そして「自分の生き方の癖は何だろう」「いつから身につけたんだろう」と話すうちに、幼かった頃の傷ついた子どもが、今も心の中にいて、現実の生きづらさにつながっている、ということに気づくことがありました。

でも、そんな風に自分自身を客観的に眺め、自己内省を深められる人はそう多くはありません。
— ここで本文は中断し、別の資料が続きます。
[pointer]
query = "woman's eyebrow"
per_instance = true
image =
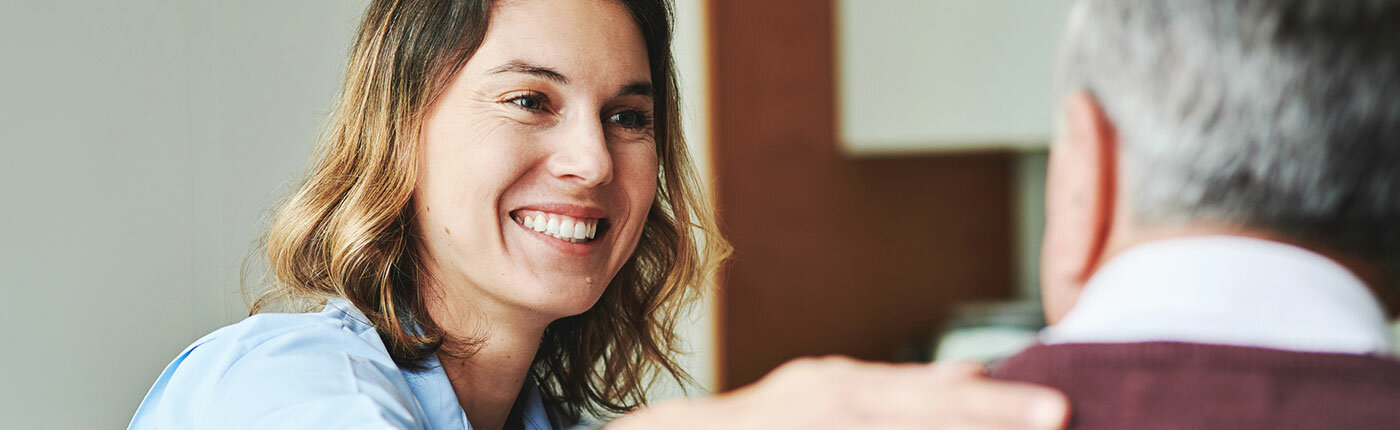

自分の苦しみは、あくまでも、育てにくい子どもや、自分勝手な夫にあると訴え、なかなか目線を自分の内側に向け、ましてや、小さかった頃の自分を見つけることはないのです。

「自分の中に子どもがいる?」

そうなんです。
不安で怯えている子どもだったり、傷ついた心の痛みを抱えて、いつも周囲を警戒している子どもだったり。
ところが、当の本人はそんなことに全く気づかず、自分を大人だと思っている。

『自分が傷ついた子ども時代を引きずっている?
そんなはずはない。
子ども時代には反抗期もあったし、それなりに恋愛経験だってあった。
大の大人の自分が、子ども時代の自分を抱えているだなんてとんでもない。
自分はもういい大人だ』と思っているのです。

でも、確かにいるんです。

仕事で傷ついて、家庭生活に疲れ、うまくいかないことに悩んでいる背後に、これ以上傷つくまいと、必死に心を守ろうとしている子ども。

安心できる関係が欲しいのに、距離が近づくほど、失った時の恐怖と闘う戦闘態勢を作ってしまう子ども。

人とうまく関係が築けない、すれ違ってしまう理由に、子どもの頃の心の傷が邪魔していることがあるのです。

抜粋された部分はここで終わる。